205552 rows × 7 columns

This is similar to Exercise 4. In exercise 4 you created an new column REGION and did a mask and dicing to fill-in this new column with values (i.e, ‘Tampa Bay’, ‘Charlotte Harbor’, and ‘Other’) based on the latitude and longitude mask. You can do the same here. Create a new column BLOOM_CLASS, and do a mask and dicing to fill-in new columns with values of 0, 1, 2, 3, or 4 based on brevis abundance mask given the ranges in the table above.

(2) As a copy from your original DataFrame df, create two new DataFrames, one for each region as follows: charlotte_harbor_hist_data and tampa_bay_hist_data. You can use these DataFrames to do resampling for each regions

(3) Resample your cellcount to find the maximum cell count per week. Remember from class that you can only do resample with numeric columns, so make sure that you only select the BLOOM_CLASS column. It is always a good idea to do sorting before resampling. Then after you do sorting and weekly resample, your data should look like this for Charlotte Harbor, for example,

SAMPLE_DATE BLOOM_CLASS
1953-08-23 3.0
1953-08-30 0.0
1953-09-06 NaN
1953-09-13 NaN
1953-09-20 NaN
2023-06-04 0.0
2023-06-11 0.0
2023-06-18 0.0
2023-06-25 0.0
2023-07-02 0.0

3646 rows × 1 columns

(4) Create a histogram plot for only index values 1 to 4 in your BLOOM_Class column for each region.
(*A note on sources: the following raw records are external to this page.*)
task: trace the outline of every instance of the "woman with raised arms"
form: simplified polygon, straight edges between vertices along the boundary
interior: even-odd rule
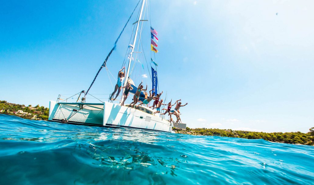
[[[141,91],[144,90],[147,90],[147,84],[146,84],[146,89],[143,89],[143,88],[144,86],[142,84],[143,83],[143,81],[142,81],[141,83],[139,84],[138,85],[138,90],[136,90],[136,92],[135,94],[134,94],[134,96],[133,96],[133,101],[132,103],[130,104],[129,105],[129,107],[133,107],[133,106],[134,105],[136,104],[138,101],[138,98],[139,97],[139,95],[141,94]],[[132,104],[133,104],[133,105],[132,106],[131,105]]]
[[[121,72],[122,70],[124,70],[124,72]],[[122,86],[122,83],[123,82],[123,80],[124,79],[124,75],[125,75],[124,73],[125,73],[125,67],[123,67],[121,70],[119,71],[119,73],[118,73],[118,81],[117,82],[117,84],[116,84],[116,86],[115,87],[115,90],[113,91],[112,94],[111,94],[111,95],[110,96],[110,98],[109,99],[110,100],[115,100],[116,98],[117,98],[117,97],[119,95],[119,94],[120,94],[120,92],[121,91],[121,87]],[[117,90],[118,90],[118,93],[117,93],[117,95],[116,95],[115,99],[113,99],[112,96],[115,94],[115,93],[116,92]]]

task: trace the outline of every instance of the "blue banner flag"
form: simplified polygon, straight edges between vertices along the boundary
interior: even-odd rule
[[[155,95],[157,95],[157,86],[158,85],[158,79],[157,79],[157,72],[153,68],[152,68],[152,89],[155,89],[155,90],[152,91],[152,93],[155,93]]]

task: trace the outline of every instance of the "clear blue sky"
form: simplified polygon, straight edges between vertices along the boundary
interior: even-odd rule
[[[137,3],[1,1],[0,100],[47,107],[58,94],[86,90]],[[314,1],[150,3],[159,88],[189,103],[181,109],[188,126],[314,127]],[[132,29],[108,61],[115,76]],[[108,79],[103,70],[90,93],[111,92]]]

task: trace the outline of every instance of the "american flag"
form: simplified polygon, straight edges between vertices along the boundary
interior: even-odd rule
[[[157,45],[157,44],[156,44],[156,42],[154,42],[154,41],[153,40],[153,39],[150,39],[150,40],[151,40],[151,41],[150,41],[150,44],[152,44],[153,45],[154,45],[154,46],[155,46],[156,47],[158,47],[158,45]]]
[[[157,32],[157,31],[155,30],[154,28],[152,28],[151,26],[150,27],[150,33],[153,33],[156,35],[158,35],[158,32]]]
[[[154,37],[155,37],[155,38],[156,39],[156,40],[157,40],[157,41],[158,42],[158,38],[156,37],[156,36],[155,36],[152,33],[151,33],[150,35],[151,36],[150,37],[152,39],[154,39]]]

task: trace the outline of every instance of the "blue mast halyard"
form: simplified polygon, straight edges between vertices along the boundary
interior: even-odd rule
[[[142,10],[143,10],[143,6],[144,3],[143,3],[144,1],[145,0],[143,0],[143,2],[142,4]],[[100,72],[100,71],[101,70],[101,69],[102,69],[103,68],[106,66],[106,63],[107,62],[107,61],[108,61],[108,59],[109,58],[109,57],[110,56],[110,55],[111,55],[111,53],[113,51],[113,50],[115,49],[115,48],[116,48],[116,46],[117,42],[118,42],[118,41],[119,40],[119,39],[120,38],[120,37],[121,36],[121,35],[122,34],[122,33],[123,33],[123,31],[124,30],[124,29],[125,28],[125,27],[126,27],[127,25],[127,23],[129,22],[129,21],[130,20],[130,19],[131,19],[131,17],[132,17],[132,15],[133,15],[133,13],[134,13],[134,11],[135,11],[135,9],[136,9],[138,5],[138,4],[139,3],[139,2],[140,2],[140,1],[141,0],[140,0],[139,1],[138,1],[138,3],[136,5],[136,6],[135,8],[134,8],[134,9],[133,10],[133,11],[132,12],[132,14],[131,14],[131,16],[129,18],[129,19],[127,20],[127,23],[125,24],[125,25],[124,25],[124,27],[123,27],[123,29],[122,29],[122,30],[121,31],[121,33],[120,33],[120,35],[119,35],[119,36],[118,37],[118,38],[117,38],[117,40],[116,41],[116,42],[115,42],[114,46],[112,48],[112,49],[111,49],[111,50],[109,52],[109,54],[108,54],[108,55],[107,56],[107,57],[106,57],[106,59],[105,60],[105,61],[104,61],[103,63],[101,65],[101,66],[100,68],[99,68],[99,70],[98,70],[98,72],[96,74],[96,75],[95,76],[95,78],[94,78],[94,79],[93,80],[93,82],[92,82],[92,84],[90,84],[90,86],[89,86],[89,88],[86,91],[86,92],[85,93],[85,95],[86,95],[87,94],[87,93],[88,93],[88,92],[89,91],[89,90],[91,88],[92,86],[94,84],[94,82],[95,82],[95,80],[96,80],[96,78],[97,78],[97,76],[98,76],[98,74],[99,74],[99,72]],[[141,11],[141,14],[142,14]]]
[[[145,3],[145,0],[143,0],[143,1],[142,3],[142,7],[141,8],[141,12],[140,13],[139,15],[138,16],[138,20],[137,21],[137,24],[136,26],[136,30],[135,31],[135,34],[134,36],[134,40],[133,41],[133,45],[130,45],[129,46],[129,48],[130,48],[132,50],[131,52],[131,54],[130,56],[130,59],[129,60],[129,63],[127,65],[127,74],[125,76],[127,77],[127,78],[128,78],[129,77],[129,73],[130,72],[130,68],[131,65],[131,62],[132,61],[132,57],[133,55],[133,52],[134,52],[134,47],[135,47],[135,44],[136,42],[136,38],[137,37],[138,32],[138,27],[139,26],[139,23],[141,20],[141,20],[141,18],[142,18],[142,14],[143,12],[143,9],[144,8],[144,5]],[[127,81],[127,79],[124,80],[124,83],[123,84],[123,86],[125,86],[126,85]],[[120,101],[122,101],[123,99],[123,96],[122,96]]]

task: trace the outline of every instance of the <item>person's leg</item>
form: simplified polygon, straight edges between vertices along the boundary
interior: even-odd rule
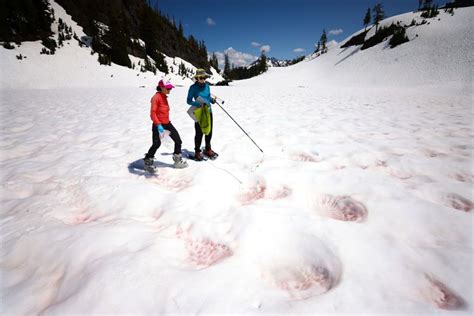
[[[200,152],[203,134],[202,134],[201,126],[199,126],[198,122],[194,123],[194,131],[196,133],[194,136],[194,151]]]
[[[205,141],[206,141],[206,150],[211,149],[212,132],[214,131],[214,124],[213,124],[213,120],[212,120],[212,112],[210,114],[211,114],[211,132],[204,137]]]
[[[153,132],[152,134],[153,144],[148,150],[148,153],[145,155],[145,159],[154,158],[156,151],[161,146],[161,140],[160,140],[160,135],[159,135],[160,133],[158,133],[158,131],[156,130],[156,126],[152,125],[151,130]]]
[[[173,124],[168,123],[163,125],[164,129],[167,129],[170,131],[170,137],[174,141],[174,154],[181,154],[181,137],[179,137],[179,133],[176,130],[176,128],[173,126]]]

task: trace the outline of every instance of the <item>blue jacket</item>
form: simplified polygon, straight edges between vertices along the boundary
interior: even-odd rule
[[[209,104],[209,110],[211,110],[211,104],[216,101],[211,97],[211,90],[209,89],[209,84],[205,83],[204,85],[199,85],[195,82],[192,86],[189,87],[187,103],[192,106],[201,106],[199,102],[196,101],[198,97],[203,98],[207,104]]]

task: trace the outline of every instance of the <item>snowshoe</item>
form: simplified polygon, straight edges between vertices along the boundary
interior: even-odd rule
[[[194,161],[203,161],[203,160],[207,160],[206,157],[203,156],[202,152],[200,151],[196,151],[194,153],[194,155],[190,155],[189,156],[190,159],[194,160]]]
[[[211,160],[215,160],[215,159],[219,156],[219,154],[216,153],[216,152],[215,152],[214,150],[212,150],[212,149],[206,149],[206,150],[204,150],[204,155],[206,155],[207,157],[209,157],[209,159],[211,159]]]
[[[186,160],[183,159],[181,154],[174,154],[173,155],[174,167],[177,169],[183,169],[188,166]]]
[[[144,162],[143,169],[145,169],[146,171],[148,171],[150,173],[155,173],[156,172],[155,166],[153,165],[153,158],[144,158],[143,162]]]

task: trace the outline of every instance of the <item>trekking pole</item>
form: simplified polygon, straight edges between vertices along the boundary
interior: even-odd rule
[[[214,96],[215,97],[215,96]],[[219,98],[220,99],[220,98]],[[224,101],[222,99],[220,99],[222,101],[222,103],[224,103]],[[245,135],[247,135],[247,137],[255,144],[255,146],[257,146],[258,149],[260,149],[260,151],[263,153],[263,150],[262,148],[258,147],[257,143],[252,139],[252,137],[249,136],[249,134],[247,134],[246,131],[244,131],[244,129],[239,125],[239,123],[237,123],[234,118],[232,116],[230,116],[229,113],[227,113],[226,110],[224,110],[224,108],[219,104],[219,102],[216,101],[216,104],[222,109],[222,111],[225,112],[225,114],[227,114],[231,119],[232,121],[234,121],[235,124],[237,124],[237,126],[242,130],[242,132],[245,133]]]
[[[225,103],[225,101],[222,100],[221,98],[219,98],[217,95],[211,94],[211,96],[212,96],[214,99],[221,101],[222,104]]]

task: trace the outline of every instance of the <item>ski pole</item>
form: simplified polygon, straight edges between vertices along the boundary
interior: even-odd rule
[[[215,96],[214,96],[214,97],[215,97]],[[222,103],[224,103],[224,102],[222,102]],[[216,101],[216,104],[222,109],[222,111],[225,112],[225,114],[227,114],[227,115],[232,119],[232,121],[234,121],[235,124],[237,124],[237,126],[242,130],[242,132],[244,132],[245,135],[247,135],[247,137],[252,141],[252,143],[254,143],[255,146],[257,146],[257,148],[260,149],[260,151],[263,153],[262,148],[258,147],[257,143],[252,139],[252,137],[250,137],[249,134],[247,134],[247,132],[239,125],[239,123],[237,123],[237,122],[234,120],[234,118],[233,118],[232,116],[230,116],[230,114],[227,113],[226,110],[224,110],[224,108],[219,104],[219,102]]]
[[[222,100],[221,98],[219,98],[217,95],[211,94],[211,96],[212,96],[214,99],[221,101],[221,102],[222,102],[222,104],[224,104],[224,103],[225,103],[225,101],[224,101],[224,100]]]

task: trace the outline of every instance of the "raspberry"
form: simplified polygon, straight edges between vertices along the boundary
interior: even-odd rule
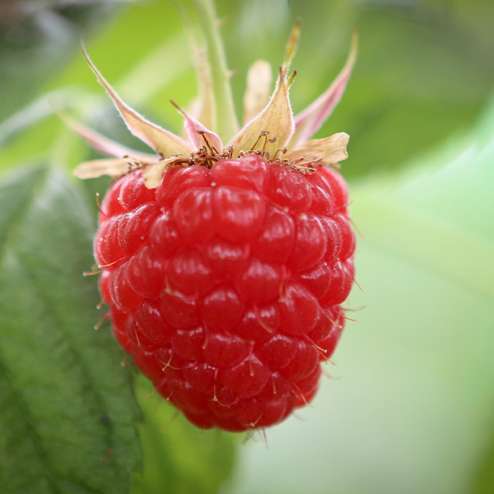
[[[150,122],[84,52],[129,129],[156,152],[130,149],[69,120],[113,157],[81,164],[75,174],[120,177],[103,202],[94,241],[100,291],[117,341],[158,392],[203,429],[265,427],[306,405],[343,329],[355,238],[346,184],[329,165],[348,157],[349,136],[308,139],[344,90],[356,37],[334,82],[294,117],[288,94],[295,74],[288,71],[299,28],[269,101],[260,96],[269,84],[267,63],[249,71],[248,123],[236,134],[227,68],[201,62],[198,108],[230,139],[226,146],[174,103],[188,141]]]
[[[341,332],[344,182],[253,155],[171,168],[152,190],[142,175],[108,191],[94,244],[115,337],[198,427],[283,420],[312,399]]]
You can have one figure for each region.

Hints:

Final answer

This is a solution: histogram1953

This is an extra figure in case your are curious about the last 10 years: histogram

Rubric

The student’s performance on this homework problem will be evaluated based on the ability to collect and organize the data, perform data analysis and visualization, interpret the results, and communicate the findings in a clear and concise manner as follows.

  1. Data Collection and Preparation (1 points)
    • Correctly downloaded and imported the dataset from the provided data link or requested the dataset from FWRI as instructed.
    • Successfully filtered and subsetted the data for Tampa Bay and Charlotte Harbor estuary regions based on the provided latitude and longitude constraints.
  2. Data Analysis and Visualization (6 points)
    • Accurately extracted the maximum concentration of Karenia brevis cell counts per week from the dataset for both Tampa Bay and Charlotte Harbor estuary.
    • Created a clear and informative plot(s) of the maximum concentration of Karenia brevis cell counts per week for the whole dataset and for each region.
    • Accurately classified the bloom per week for for both Tampa Bay and Charlotte Harbor estuary.
    • Created a clear and informative histogram plot(s) for the bloom impact per week for each region.
  3. Interpretation and Conclusion (1 points)
    • Provided a brief interpretation of the plots, including any noticeable patterns, trends, or anomalies between the two regions.
    • Discussed relevant assumptions or limitations.
  4. Code Quality and Documentation (2 points)
    • Submitted a well-structured and commented Python code, demonstrating a good understanding of Pandas and good coding practices
    • Proper citation of the used AI-LLM and data source.